At the school, education is restricted to primary level. One teacher handles the initial grades and another the final grades – both in the multigrade format, in which students of different levels and ages share the same classroom.

This arrangement, already challenging under normal conditions, becomes even more precarious during droughts. With the lake and the Mamiá River shallow, the school boat stops and classes are suspended indefinitely, even for children living in the centre.

The teachers come from downtown Coari, and travel back to the city once a month to collect their salaries and buy food for the village. However, drought makes the return trip unfeasible. “When the drought comes, the community boat can’t get through,” summarises Mariete Queiroz, a community leader. “Classes stop and only resume when the river fills up. That’s how it is here: those who have learned, have learned; those who haven’t lose the year.”

In 2023 and 2024, the school calendar only ran from April until August, when classes were interrupted due to the droughts. To try to minimise the losses, an alternative timetable was set up for students who could travel to the city. Those who remained in the village were often left out due to a lack of resources, like internet connectivity or printed materials. On the other hand, the study plans given to city students to follow at home were insufficient, according to the community’s chief, Ediane Freitas. She says that, without face-to-face classes or pedagogical support, learning was hampered: “A study plan to do at home doesn’t have the same [effect] as the classroom.” For those who remained in the isolated community, there was no educational alternative during the drought.

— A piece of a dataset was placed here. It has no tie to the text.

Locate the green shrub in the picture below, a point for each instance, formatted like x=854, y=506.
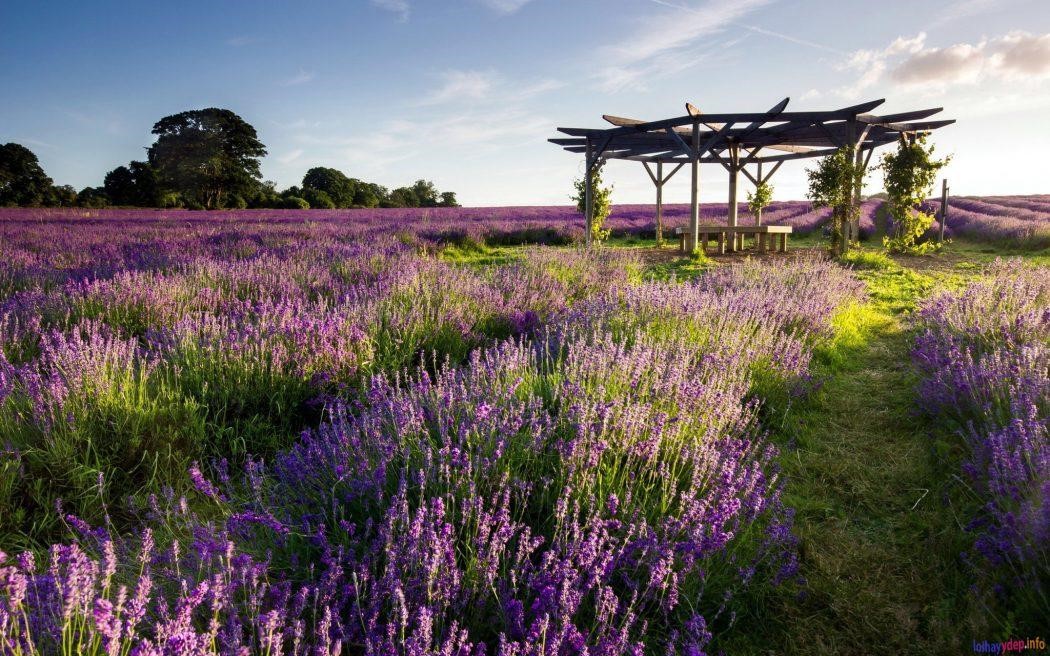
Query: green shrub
x=293, y=203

Freitas has been warning representatives of Coari’s municipal education department about the recurring educational losses among the village’s students. In 2025, the school year began in April and is still ongoing, but she fears it may be interrupted by the drought.

“Once the drought hits, the children are completely stuck,” she laments. “Those who stay here don’t have any lessons. When they come back the next year, what’s gone is no longer replaced. They’ve already lost a lot.”

The government needs to be prepared to deliver food and water to traditional populations when major extreme weather events occur

Philip Fearnside 
Climate change researcher, National Institute for Amazonian Research (Inpa)

Freitas is calling for planning that takes the reality of isolated communities into account, and for the authorities to take notice. “If we had this special look from the powers that be … but we don’t,” she summarises.

When contacted, Coari’s municipal health and education departments did not respond to questions about local health data, or actions taken during the droughts.

“The government needs to be prepared to deliver food and water to traditional populations when major extreme weather events occur,” says Fearnside. But he also says action needs to go beyond emergency response plans: “There needs to be a rapid change in policies, which [at the moment] are leading the country and the world down the path to ever worse climate crises.”

Fearnside is critical of the Brazilian government’s plans for oil exploration in the Amazon and the proposed reconstruction of the BR-319 highway, which links Manaus to Porto Velho along an 877-kilometre stretch through the heart of the rainforest. According to him, the project would open up vast areas of the Amazon to deforesters and their associated networks.

In São José do Uruburetama, the water cycle dictates the rhythm of life. But what used to be only about adapting to nature is now also about resisting an increasingly unpredictable climate.

Despite the difficulties though, no one is considering leaving the community for good. “Here, I feel freedom,” says Freitas. “It represents resistance. It represents my strength.”